WL Ross & Co, which previously had invested in troubled banks such as BankUnited Inc and Sun Bancorp Inc, bought into privately owned Talmer Bancorp in 2010, acquiring 24.1 percent of its stock in a private placement. The startup bank sought to build a Midwestern banking franchise, primarily by picking up failed banks in places such as Ohio and Wisconsin. Talmer Bancorp agreed in October to buy the last four banks owned by Capitol Bancorp, if regulators would grant the waiver.
Capitol Bancorp had an unusual structure, operating dozens of separately chartered community banks across the country, from Florida to Arizona, often in conjunction with local investors. The holding company began to struggle as a result of the financial crisis that began in 2008. As its individual units began to fail, the cross guarantee liability began to pull down the capital of healthier counterparts. It filed for a Chapter 11 reorganization in 2012. The FDIC granted some waivers on Capitol Bancorp’s healthier banks in 2009, when its first units went down, to make their takeover more attractive to buyers.
With the Talmer Bancorp deal now in hand, the Troy bank is planning an IPO that could value it at up to $1 billion, sister news service Reuters reported. The company has priced its offering at $12.50 to $14.50 per share. It plans to offer 15.6 million shares that could raise up to $226 million. The bank itself is offering 3.7 million shares, while certain shareholders—including Manulife Asset Management (US) LLC and David Einhorn’s hedge fund Greenlight Capital, in addition to Ross’s funds—are offering 11.9 million shares.
At $13.50 per share, the midpoint of the offering price range, Talmer Bancorp expects to raise $44.2 million, most of which is earmarked to pay down debt. The bank borrowed $35 million under a senior unsecured line of credit to support the Capitol Bancorp acquisition. WLR Recovery Fund IV LP and a parallel fund are offering 3.6 million shares and stand to receive $48.8 million in the IPO. The stock sale will reduce Ross’s stake to 17.9 percent from 24.1 percent.
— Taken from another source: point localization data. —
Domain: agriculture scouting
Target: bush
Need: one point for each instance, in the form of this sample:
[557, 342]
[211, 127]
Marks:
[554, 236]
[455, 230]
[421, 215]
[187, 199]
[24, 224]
Fund IV, launched in 2007, raised $4 billion. Investors include the California Public Employees Retirement System, the Connecticut State Treasurer and the New Jersey Division Of Investment, according to the Thomson One private equity database. As of June 30, 2013, Fund IV had a 1.8x return multiple and an 8 percent net IRR, according to CalPERS.
Ross did not respond by deadline to a request for comment.